Should We Stay or Should We Go?

An ongoing debate on foreign policy concerns, regardless of the prognostications of pundits and politicians, is vital. A debate in the public forum that includes citizens, the military, regional experts and academics…..to forge coherent and smart directions for our foreign policy and national security. When those in the public eye speak of our moral duty..…..we must look at what our presence does to traditional Afghan culture and tribal governance. Does it enlighten them or does it cause upheaval that is ultimately damaging? We certainly have to face the reality that all peoples do not desire western liberal values, especially when accompanied by the barrel of a gun.

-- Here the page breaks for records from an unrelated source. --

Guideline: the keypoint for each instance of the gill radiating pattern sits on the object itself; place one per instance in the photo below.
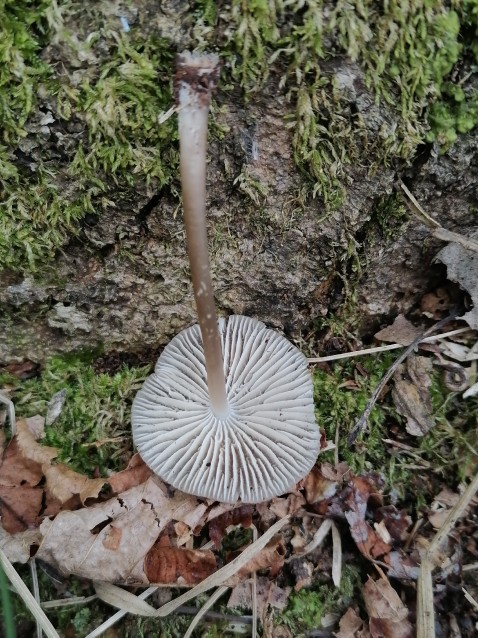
(267, 442)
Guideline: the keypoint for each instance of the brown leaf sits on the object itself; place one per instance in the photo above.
(29, 448)
(24, 369)
(352, 626)
(287, 506)
(317, 487)
(15, 469)
(411, 394)
(401, 331)
(239, 516)
(110, 540)
(17, 547)
(174, 564)
(388, 615)
(136, 473)
(63, 483)
(356, 497)
(396, 521)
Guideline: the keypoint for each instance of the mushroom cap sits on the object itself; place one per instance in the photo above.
(262, 448)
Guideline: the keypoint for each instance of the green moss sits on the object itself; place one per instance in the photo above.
(97, 409)
(121, 107)
(341, 396)
(307, 607)
(406, 50)
(450, 447)
(123, 144)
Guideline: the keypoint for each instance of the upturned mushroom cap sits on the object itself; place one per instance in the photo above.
(268, 441)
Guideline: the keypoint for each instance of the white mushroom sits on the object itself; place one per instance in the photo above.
(228, 413)
(268, 440)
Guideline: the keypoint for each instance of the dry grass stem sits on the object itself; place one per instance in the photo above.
(437, 230)
(10, 411)
(318, 539)
(130, 603)
(361, 424)
(336, 555)
(378, 349)
(425, 607)
(101, 629)
(255, 536)
(470, 568)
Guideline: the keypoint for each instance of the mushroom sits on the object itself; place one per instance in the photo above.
(228, 413)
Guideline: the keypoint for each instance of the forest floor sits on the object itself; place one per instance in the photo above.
(348, 556)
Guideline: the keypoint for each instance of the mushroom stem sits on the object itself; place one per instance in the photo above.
(195, 79)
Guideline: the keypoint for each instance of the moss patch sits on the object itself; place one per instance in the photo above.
(79, 135)
(93, 430)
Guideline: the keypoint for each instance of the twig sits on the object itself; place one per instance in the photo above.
(27, 597)
(128, 602)
(448, 235)
(207, 605)
(438, 230)
(392, 346)
(10, 411)
(470, 598)
(452, 517)
(36, 592)
(470, 568)
(118, 616)
(336, 555)
(68, 602)
(361, 424)
(425, 607)
(255, 536)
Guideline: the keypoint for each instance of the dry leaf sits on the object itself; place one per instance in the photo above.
(356, 497)
(286, 506)
(28, 446)
(55, 406)
(111, 539)
(172, 565)
(388, 615)
(271, 556)
(317, 487)
(136, 473)
(411, 394)
(15, 469)
(17, 546)
(401, 331)
(268, 594)
(20, 507)
(64, 483)
(462, 268)
(352, 626)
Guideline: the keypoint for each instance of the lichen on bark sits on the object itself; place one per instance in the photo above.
(321, 105)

But this begs the question, what is our focus….and for what cost are we willing to pay for this presence? We have already failed Hartmann’s strategic principle of conservation of enemies. We are simultaneously fighting Al Qaeda, Lashkar e Tayyiba, Hizbi-i-Islami Gulbuddin, Tehreek-e-Nafaz-e-Shariat-e-Mohammadi, Tehrike Taliban Pakistan, and the Haqqani network. The vast majority of Americans can only name AQ or the ‘Taliban’ as our Afghani enemies, without coming close to understanding who it is we’re fighting or why. If a broad coalition government can be convened that would allow cross tribal support and suffrage; preserve the traditional social order of the Afghani tribes; with an influx of humanitarian, civil and agrarian aid…….maybe……Afghanistan will emerge eventually as a stable nation. As Bernard Fall points out, ‘A government that is losing to an insurgency is not being outfought…..it is being out governed.’ In many cases, the shadow judicial and civil system enacted by the ‘Taliban’ [usually of the Quetta Shura] are relied upon and trusted more than the representatives from Kabul. Al Qaeda and the 'Taliban' are not synonymous and do not represent an equal threat. That fact must be present in any coherent strategy. Thus far, it has not been.

We will absolutely not [in my estimation] win militarily. We fluctuate between tactical operations of persistent presence and repetitive raiding, which sows confusion in the people we're ostensibly trying help, not to mention our junior leaders who are still much better adapted to warcraft than statecraft. We have nowhere near the manpower to provide a sustained presence in the myriad of valleys that comprise Afghanistan, each with its own sense of sovereignty from Kabul, and it’s own varied relations with the fundamentalist groups that we are warring against. We have nowhere near the time to educate our forces on the intricacies of Pashtun honor, known as Pashtunwali; of how to conduct chai diplomacy with Baluch sardars [cheiftans]; or how to integrate Turkmen tribes into a confederacy, much less a central government. We have not even a fraction of people trained in the language, customs and social hierarchy of the Uzbeks, Turkmen, Pashtuns, Hazara, Tajik, Kirghiz, Kabuli, Baluch, and Jat tribes [among a dozen others].

What is going to be the panacea in Afghanistan? A 'Sons of Iraq' approach will not work. The tribes and Qawm [social ties of solidarity] are such that it is said in the remote hills and valleys regarding the prevelant internecine warfare: 'me against my brother, but me and my brother against a stranger.' Though some tribes find it in their interest to work with the coalition [at least for now], many others do not. The former Afghan Interior Minister Ali Jalali recently wrote a book titled Afghan Guerrilla Warfare, in which he states: 'The collapse of the central government of Afghanistan or the destruction of its standing armies has never resulted in the defeat of the nation by an invader. The people, relying on their decentralized political, economic, and military potential have always taken over the resistance against the invaders.'

Coalition trainers at the Kabul Military Training Center as of 2007, were not even trained in or trained to teach counter-insurgency tactics to the Afghan National Army. The Afghan National Police still receives none. A counter-narcotics plan has yet to be integrated into a counter-terrorist and counter-insurgency strategy. To their credit, coalition commanders are starting to shift from an enemy-centric to a population centric approach…..but given that eight years have passed, how much longer do we expend our blood and treasure in this effort? What is it that we think we can accomplish in a nation [in a loose sense of the word] where empires before us have invaded, occupied and failed to transform?